The Nuclear Physics of Neutron Stars

TL;DR

This paper reviews how nuclear physics informs our understanding of neutron star structure, composition, and the recent multimessenger observations that have advanced this field.

Contribution

It highlights the role of nuclear physics in explaining neutron star properties and discusses recent observational breakthroughs like gravitational wave detections.

Findings

Neutron stars contain the densest matter in the universe.

Gravitational wave observations have revolutionized neutron star studies.

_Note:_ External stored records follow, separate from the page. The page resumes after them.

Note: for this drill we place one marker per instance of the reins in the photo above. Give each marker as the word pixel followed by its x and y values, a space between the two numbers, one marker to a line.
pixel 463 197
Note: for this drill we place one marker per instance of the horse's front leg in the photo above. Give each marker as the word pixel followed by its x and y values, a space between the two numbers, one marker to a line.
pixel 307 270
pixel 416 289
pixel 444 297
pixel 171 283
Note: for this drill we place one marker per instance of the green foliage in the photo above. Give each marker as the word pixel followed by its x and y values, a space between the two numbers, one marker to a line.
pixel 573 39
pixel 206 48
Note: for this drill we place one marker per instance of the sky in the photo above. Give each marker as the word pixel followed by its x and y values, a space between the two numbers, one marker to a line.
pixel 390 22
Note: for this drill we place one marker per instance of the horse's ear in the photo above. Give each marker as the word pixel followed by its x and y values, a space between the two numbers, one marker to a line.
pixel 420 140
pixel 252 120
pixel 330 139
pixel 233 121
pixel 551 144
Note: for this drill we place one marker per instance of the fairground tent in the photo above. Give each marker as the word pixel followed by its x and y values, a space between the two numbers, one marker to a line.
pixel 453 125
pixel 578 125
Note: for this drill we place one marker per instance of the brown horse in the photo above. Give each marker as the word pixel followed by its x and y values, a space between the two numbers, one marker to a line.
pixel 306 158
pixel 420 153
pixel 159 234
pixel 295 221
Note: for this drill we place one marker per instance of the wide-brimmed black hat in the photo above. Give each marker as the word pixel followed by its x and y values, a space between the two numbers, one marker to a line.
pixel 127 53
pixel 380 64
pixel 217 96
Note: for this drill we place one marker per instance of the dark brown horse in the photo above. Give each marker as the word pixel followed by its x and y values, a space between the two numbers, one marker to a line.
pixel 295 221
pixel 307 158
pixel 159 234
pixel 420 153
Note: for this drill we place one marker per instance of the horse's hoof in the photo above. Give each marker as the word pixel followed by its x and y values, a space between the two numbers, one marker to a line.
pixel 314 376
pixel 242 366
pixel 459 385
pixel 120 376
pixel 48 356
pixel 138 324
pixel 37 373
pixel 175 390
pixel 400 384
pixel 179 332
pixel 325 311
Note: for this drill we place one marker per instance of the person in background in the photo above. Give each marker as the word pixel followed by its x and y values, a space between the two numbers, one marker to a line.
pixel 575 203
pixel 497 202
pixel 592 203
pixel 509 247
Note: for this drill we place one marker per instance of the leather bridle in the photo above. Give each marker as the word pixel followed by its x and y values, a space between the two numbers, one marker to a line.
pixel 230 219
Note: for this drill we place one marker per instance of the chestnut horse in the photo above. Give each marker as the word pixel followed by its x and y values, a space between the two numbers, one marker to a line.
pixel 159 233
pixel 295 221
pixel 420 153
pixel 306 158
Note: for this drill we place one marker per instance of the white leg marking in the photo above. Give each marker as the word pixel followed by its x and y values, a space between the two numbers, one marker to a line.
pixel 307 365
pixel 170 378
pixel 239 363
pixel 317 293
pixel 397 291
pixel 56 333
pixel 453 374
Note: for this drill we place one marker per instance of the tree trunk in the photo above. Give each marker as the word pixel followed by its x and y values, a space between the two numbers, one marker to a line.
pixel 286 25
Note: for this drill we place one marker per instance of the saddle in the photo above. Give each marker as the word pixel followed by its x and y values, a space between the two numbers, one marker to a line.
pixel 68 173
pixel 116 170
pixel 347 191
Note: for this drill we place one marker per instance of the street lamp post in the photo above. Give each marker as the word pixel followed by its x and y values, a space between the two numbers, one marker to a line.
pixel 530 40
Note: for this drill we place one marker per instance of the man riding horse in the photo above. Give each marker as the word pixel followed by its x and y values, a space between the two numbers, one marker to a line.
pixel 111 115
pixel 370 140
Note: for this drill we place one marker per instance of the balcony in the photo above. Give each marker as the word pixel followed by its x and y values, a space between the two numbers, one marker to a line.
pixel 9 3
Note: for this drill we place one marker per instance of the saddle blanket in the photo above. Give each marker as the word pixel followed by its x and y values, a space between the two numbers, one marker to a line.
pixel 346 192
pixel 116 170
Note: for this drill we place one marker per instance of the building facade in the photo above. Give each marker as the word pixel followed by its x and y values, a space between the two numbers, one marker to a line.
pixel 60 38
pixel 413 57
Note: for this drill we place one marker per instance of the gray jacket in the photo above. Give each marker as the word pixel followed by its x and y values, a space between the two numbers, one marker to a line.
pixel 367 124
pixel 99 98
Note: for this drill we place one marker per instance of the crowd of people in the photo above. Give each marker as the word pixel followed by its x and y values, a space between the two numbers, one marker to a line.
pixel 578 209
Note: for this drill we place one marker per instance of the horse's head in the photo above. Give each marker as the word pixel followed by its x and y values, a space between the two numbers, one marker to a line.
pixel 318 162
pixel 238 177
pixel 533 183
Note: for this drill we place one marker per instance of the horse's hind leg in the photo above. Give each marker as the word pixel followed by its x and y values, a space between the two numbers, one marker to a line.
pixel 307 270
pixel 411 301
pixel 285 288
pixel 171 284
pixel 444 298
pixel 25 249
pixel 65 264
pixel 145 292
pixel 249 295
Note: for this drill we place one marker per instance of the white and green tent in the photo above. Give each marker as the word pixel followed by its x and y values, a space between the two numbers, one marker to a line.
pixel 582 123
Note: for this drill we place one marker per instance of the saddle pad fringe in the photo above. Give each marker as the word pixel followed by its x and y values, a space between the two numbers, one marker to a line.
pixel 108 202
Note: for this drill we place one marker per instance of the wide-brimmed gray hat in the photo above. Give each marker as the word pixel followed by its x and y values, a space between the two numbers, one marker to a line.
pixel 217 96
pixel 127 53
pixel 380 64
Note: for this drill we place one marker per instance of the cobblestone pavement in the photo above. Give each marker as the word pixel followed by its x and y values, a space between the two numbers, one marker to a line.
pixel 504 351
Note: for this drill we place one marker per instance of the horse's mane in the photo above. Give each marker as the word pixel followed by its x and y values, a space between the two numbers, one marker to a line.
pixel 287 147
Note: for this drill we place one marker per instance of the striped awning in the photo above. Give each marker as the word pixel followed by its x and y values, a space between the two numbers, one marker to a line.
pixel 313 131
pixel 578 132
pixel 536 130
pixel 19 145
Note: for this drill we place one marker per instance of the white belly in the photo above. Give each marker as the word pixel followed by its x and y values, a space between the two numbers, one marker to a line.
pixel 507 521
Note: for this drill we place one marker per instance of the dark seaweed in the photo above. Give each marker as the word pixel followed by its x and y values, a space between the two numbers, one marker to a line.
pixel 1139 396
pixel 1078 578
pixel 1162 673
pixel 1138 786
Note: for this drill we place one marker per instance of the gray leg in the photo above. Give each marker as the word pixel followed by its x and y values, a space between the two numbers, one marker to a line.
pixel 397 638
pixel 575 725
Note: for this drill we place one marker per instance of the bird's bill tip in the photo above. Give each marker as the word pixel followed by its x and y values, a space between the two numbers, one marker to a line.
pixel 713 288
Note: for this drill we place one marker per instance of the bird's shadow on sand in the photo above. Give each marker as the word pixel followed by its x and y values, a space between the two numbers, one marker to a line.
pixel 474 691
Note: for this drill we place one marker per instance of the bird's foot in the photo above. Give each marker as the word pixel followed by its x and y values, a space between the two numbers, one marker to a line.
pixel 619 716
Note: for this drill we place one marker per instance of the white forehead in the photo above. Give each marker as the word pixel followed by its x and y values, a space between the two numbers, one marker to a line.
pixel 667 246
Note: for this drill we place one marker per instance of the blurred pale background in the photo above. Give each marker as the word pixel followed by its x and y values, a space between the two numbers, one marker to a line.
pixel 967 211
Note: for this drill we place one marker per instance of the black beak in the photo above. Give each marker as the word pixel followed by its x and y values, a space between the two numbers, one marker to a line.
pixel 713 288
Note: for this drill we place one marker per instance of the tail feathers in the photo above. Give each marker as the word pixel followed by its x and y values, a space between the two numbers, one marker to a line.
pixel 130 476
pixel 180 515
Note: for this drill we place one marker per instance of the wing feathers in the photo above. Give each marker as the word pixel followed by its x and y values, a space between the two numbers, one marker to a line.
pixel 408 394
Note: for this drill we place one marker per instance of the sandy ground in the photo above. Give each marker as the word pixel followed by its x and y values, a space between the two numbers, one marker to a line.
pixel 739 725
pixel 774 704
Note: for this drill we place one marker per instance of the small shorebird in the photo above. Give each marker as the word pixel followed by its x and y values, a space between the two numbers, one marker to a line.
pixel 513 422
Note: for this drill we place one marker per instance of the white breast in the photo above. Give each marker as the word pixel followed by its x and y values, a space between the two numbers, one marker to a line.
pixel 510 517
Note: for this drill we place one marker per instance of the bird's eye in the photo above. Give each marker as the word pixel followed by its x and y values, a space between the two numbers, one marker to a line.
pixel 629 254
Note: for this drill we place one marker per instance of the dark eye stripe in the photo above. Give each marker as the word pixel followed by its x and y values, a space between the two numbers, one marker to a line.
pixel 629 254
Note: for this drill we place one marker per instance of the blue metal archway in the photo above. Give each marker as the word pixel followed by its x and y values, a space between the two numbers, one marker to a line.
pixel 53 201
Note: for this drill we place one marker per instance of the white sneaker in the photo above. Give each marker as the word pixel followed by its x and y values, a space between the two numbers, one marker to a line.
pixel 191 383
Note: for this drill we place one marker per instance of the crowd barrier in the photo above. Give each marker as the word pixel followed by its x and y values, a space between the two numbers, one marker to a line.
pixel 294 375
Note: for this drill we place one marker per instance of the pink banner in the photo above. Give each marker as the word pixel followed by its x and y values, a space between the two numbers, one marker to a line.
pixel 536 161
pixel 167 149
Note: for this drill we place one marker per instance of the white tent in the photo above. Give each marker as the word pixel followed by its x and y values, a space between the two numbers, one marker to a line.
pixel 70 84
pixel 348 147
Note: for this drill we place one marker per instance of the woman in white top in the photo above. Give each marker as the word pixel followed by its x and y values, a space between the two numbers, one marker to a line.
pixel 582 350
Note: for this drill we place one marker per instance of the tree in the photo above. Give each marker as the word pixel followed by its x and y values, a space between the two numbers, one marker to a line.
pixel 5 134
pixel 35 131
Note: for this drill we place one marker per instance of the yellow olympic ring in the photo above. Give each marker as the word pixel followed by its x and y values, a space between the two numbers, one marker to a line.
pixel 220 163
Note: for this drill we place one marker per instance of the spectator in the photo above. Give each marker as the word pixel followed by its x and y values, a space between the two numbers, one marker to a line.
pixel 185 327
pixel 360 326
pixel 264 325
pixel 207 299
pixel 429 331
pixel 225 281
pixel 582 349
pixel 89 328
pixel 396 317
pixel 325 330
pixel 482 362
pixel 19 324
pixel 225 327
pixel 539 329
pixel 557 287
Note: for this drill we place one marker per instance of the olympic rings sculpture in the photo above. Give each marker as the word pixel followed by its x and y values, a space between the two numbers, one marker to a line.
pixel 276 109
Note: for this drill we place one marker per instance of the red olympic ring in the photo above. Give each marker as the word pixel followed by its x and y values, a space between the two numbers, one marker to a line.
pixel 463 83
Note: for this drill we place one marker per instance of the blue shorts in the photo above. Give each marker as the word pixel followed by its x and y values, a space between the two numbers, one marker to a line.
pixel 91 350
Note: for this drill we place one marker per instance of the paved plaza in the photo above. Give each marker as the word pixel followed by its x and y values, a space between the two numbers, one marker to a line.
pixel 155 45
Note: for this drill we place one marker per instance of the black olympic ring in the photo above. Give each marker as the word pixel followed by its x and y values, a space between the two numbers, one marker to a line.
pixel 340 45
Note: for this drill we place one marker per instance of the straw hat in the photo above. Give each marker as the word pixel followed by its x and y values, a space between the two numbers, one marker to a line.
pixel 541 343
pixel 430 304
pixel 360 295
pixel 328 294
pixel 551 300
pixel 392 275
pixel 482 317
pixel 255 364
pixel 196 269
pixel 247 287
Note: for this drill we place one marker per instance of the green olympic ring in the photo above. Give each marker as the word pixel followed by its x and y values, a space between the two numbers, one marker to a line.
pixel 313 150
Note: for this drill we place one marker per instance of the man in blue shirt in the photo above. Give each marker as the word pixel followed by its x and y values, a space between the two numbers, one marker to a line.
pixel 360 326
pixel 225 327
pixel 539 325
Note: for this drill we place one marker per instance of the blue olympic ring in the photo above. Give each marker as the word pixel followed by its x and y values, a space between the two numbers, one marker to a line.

Nuclear physics is essential for understanding neutron star composition.

Abstract

Neutron stars -- compact objects with masses similar to that of our Sun but radii comparable to the size of a city -- contain the densest form of matter in the universe that can be probed in terrestrial laboratories as well as in earth- and space-based observatories. The historical detection of gravitational waves from a binary neutron star merger has opened the brand new era of multimessenger astronomy and has propelled neutron stars to the center of a variety of disciplines, such as astrophysics, general relativity, nuclear physics, and particle physics. The main input required to study the structure of neutron stars is the pressure support generated by its constituents against gravitational collapse. These include neutrons, protons, electrons, and perhaps even more exotic constituents. As such, nuclear physics plays a prominent role in elucidating the fascinating structure, dynamics, and composition of neutron stars.